Perhaps more impressive than quantity was investor quality. As you can see in the image above, we enjoyed participation from the very best venture funds and angel investors in London, Berlin and Paris. We’ve learned time and time again that one of the best predictors in company success leaving the Launch programme is the quality of investors a team can get on their cap table.

“Being first time founders in a very early company stage (e.g. pre-product, pre-revenue), many investors are quite skeptical about you — especially in Germany and in the slow moving, complex space of Industry 4.0. However, EF’s investor month changed our momentum. After Demo Day, we had so many great and genuinely excited VCs in our pipeline (that contacted us, not vice versa), that it was us who could decide which investors to speak to and which not.

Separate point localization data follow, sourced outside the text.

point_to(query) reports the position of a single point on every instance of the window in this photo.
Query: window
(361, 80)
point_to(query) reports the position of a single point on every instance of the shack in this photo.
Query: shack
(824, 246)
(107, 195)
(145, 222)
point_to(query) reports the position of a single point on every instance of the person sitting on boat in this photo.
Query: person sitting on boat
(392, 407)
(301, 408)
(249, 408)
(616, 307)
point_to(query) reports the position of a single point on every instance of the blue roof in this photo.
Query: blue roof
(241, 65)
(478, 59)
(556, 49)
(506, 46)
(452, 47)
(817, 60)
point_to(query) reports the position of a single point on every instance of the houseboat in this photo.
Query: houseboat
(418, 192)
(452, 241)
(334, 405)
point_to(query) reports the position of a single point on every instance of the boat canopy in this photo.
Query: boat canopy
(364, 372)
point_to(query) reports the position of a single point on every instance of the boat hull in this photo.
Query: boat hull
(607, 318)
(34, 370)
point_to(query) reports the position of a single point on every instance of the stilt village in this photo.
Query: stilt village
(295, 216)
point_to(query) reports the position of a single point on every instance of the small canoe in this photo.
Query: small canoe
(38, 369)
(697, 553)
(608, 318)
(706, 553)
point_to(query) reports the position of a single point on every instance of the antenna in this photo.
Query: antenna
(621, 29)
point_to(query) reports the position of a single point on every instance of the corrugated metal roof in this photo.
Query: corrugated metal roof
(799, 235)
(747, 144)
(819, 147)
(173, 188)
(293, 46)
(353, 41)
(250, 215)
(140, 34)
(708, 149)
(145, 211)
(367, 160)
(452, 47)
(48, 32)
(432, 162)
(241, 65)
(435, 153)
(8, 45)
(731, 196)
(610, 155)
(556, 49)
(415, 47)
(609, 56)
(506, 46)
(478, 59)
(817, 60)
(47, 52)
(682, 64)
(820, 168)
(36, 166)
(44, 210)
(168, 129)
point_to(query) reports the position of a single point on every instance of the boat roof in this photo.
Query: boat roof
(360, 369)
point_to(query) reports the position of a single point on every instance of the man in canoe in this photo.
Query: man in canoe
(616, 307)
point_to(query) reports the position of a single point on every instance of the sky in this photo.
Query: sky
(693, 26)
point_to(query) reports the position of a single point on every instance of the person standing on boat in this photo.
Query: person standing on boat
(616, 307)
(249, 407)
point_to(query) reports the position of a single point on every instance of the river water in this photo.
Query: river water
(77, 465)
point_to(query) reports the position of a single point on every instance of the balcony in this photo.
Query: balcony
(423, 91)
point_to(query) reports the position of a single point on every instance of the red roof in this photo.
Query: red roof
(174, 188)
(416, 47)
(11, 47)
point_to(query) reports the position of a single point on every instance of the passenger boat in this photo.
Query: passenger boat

This ultimately enabled us to raise a seed round in a relatively short period of time, with a relatively high valuation, from the best investors across Europe. My co-founder and I would have never expected this to happen, and EF deserves most of the credits for it.” — Europe11 Founder

What we learned

  1. Investors are cross-border curious: A core belief of Launch is that the best founders deserve the best capital. Geographic border be damned! It’s for that reason we structured Investor Month in the staggered approach you see above. We wanted to mitigate the risk of investors or founders not being able to sit down face-to-face due to scheduling conflicts. In this approach, any investor taking part in Investor Month had the opportunity to meet with any team from the cohort, regardless of home city. Overall we saw a healthy mix of geographic investor appetite. Berlin investors led the way with an average “non-local” selection ratio of 71% (i.e. they saw teams from London or Paris). London followed with a 31% ratio and Paris with 25%. This analysis is partially flawed in that we have 2x the number of teams from London vs. our other locations, but directionally it is positive to see such cross-border interest.
  2. Seed is still local: While still early in the fundraising cycle we do see a strong preference for backing teams in home markets. VCs and angels alike all aspire to be high conviction, value add investors and at the seed stage that tends to be heavily dependent on relationship. Since forming and managing relationships are far far easier with the benefits of proximity, this preference for local investing comes as no surprise. What’s comforting and exciting is the willingness of many investors to mitigate this risk by co-investing. We’re seeing a record number of co-lead deals on the table and expect that to continue. Entrepreneur First is in a great position to help connect like-minded investors and would welcome any opportunity to help build a stronger and more collaborative Europe venture ecosystem.
  3. Thematic office hours are a big hit: Europe11 features a very large number of life science companies, more than ever before. To support those teams and their unique fundraising needs, we spun up a Life Science Office Hours Day in Paris in late April. This was an enormous hit for investors and founders alike. We’ll likely roll out more of these in the next cycle to create a more effective and efficient experience for all.

What comes next

We still have several weeks before we can full take stock of this cohort’s fundraising cycle, but early indicators suggest that Investor Month is coming back. I would expect we’ll do a bit less on the “single city” approach and run more cities in parallel to increase our investor capacity. At the same time we’ll likely increase the number of sector-focused days in cities to enable strong connections. Our immediate focus will remain with supporting our Europe11 companies close their rounds, but early planning for Europe12 is already underway. Pre-booking for the next cycle’s Investor Month will kick off in late July so investors….watch your inbox!

Executing such a multi-variable operation is no small task and we would not have been successful if it wasn’t for the tireless effort of my team. Thank you to Caroline McGrath, Ferdinando Sigona, Ana Lucia Buckman, Dominik Diak and Pippy James for making this incredibly complex effort into a well-oiled machine.